The variable phonetic integration of LD-origin material reported in chapter 4 suggested that this is not a reliable indicator of other-language status, in striking contrast to the morphosyntax (chapters 4 and 8), explaining the conspicuous absence of phonetic diagnostics from ensuing chapters. Capitalizing on a series of methodological innovations, chapter 10 revisits the question of whether speakers marshal phonetic integration as a strategy to distinguish language-mixing types. Observing that a key problem is that much of what is conventionally construed as integrated is involuntary (e.g., because a speaker’s inability to pronounce LD elements results by default in LR realizations), the work reported in chapter 10 targets speakers who are demonstrably able to produce both, thus ensuring that integration is by choice. Systematic comparison of the behavior of individuals, diagnostics, and language-mixing types reveals variability at every level of the phonetic adaptation process, providing strong confirmation of the suggestion of chapter 4 that individuals do not systematically integrate their LD words phonetically into LR. This applies not only when the LD words are nonce borrowings (perhaps unsurprisingly to some) but astonishingly, given well-entrenched assumptions in this regard, to dictionary-attested loanwords as well! Nor do the individuals studied share a phonetic strategy for handling any of their language-mixing types. This is in striking contrast to the morphosyntactic treatment they afford this same LD material when borrowing it: immediate, quasi-categorical, and consistent adaptation community-wide. This confirms that phonetic and morphosyntactic integration are independent. Only the latter is a reliable metric for distinguishing language-mixing types.

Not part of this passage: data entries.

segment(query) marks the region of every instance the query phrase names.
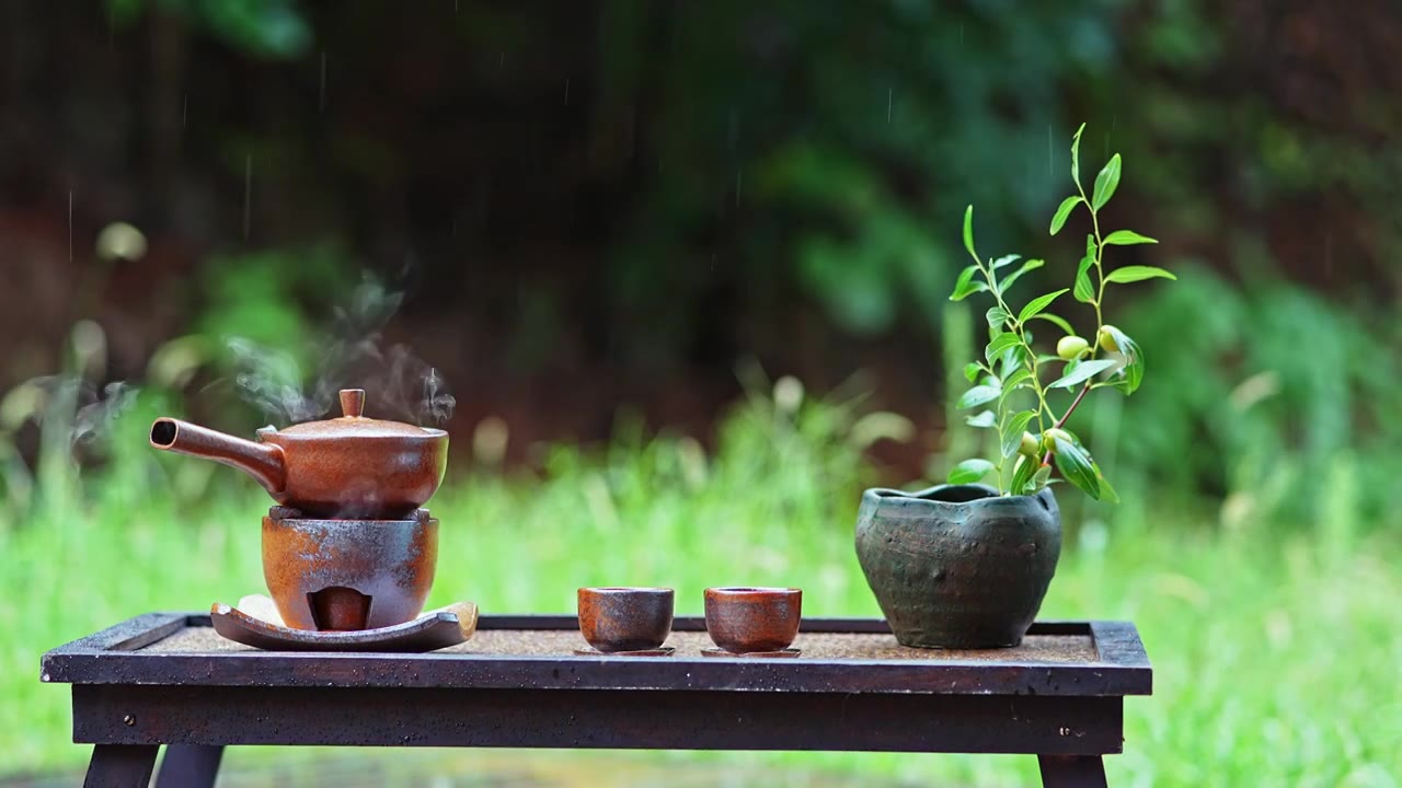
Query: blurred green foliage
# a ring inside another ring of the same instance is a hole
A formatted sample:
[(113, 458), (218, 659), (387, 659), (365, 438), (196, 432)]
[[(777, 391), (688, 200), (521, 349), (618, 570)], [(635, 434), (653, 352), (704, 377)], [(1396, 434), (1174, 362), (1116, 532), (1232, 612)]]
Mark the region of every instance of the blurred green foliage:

(p.13) How do borrowed words diffuse across the speech community, and what is the role of socio-demographic factors in their adoption and spread? Chapter 11 revisits the results of the first community-based study of this question. Exploiting the methodology described in chapter 2, here we systematically assess the effects of age, gender, social class membership, level of education, individual bilingual proficiency, minority versus majority status, and neighborhood of residence on the adoption and distribution of borrowed material. Making use of a sharedness measure, we also infer the channels of diffusion of specific words: how many borrowed types any pair of individuals uses in common and how many each uses that the other does not. Among the novel findings are: with respect to overall rate of borrowed words as a proportion of total vocabulary, social class is more important than either environmental (i.e., neighborhood or language status) effects or individual bilingual proficiency. The social class effect may be equated with normative pressures on speaking “well” (via avoidance of LD-origin material). Yet when we examine the specific preference for nonce borrowing, we find that the norms of the community override not only social class considerations but, more surprisingly, individual bilingual proficiencies too. This striking finding confirms that borrowing behavior is acquired and not simply a function of lexical need. Were it otherwise, individual abilities would outweigh other factors. Instead, both borrowing rates and type correspond to wider community norms, evidenced as (implicit) community-level sanctions against the elevated use of borrowing or as a community-wide preference for a particular type of borrowing.

Chapter 12 concludes with some reflections on the implications of this work for the study of language mixing.


(1.) Codes in parentheses identify corpus, speaker, and address of the utterance. See “Abbreviations and conventions” for transcription and glossing protocols.

(2.) This basically corresponds to Grosjean’s (1982) distinction between speech and language borrowing, but is the opposite of Haspelmath’s (2009) categorization of loanwords and borrowings.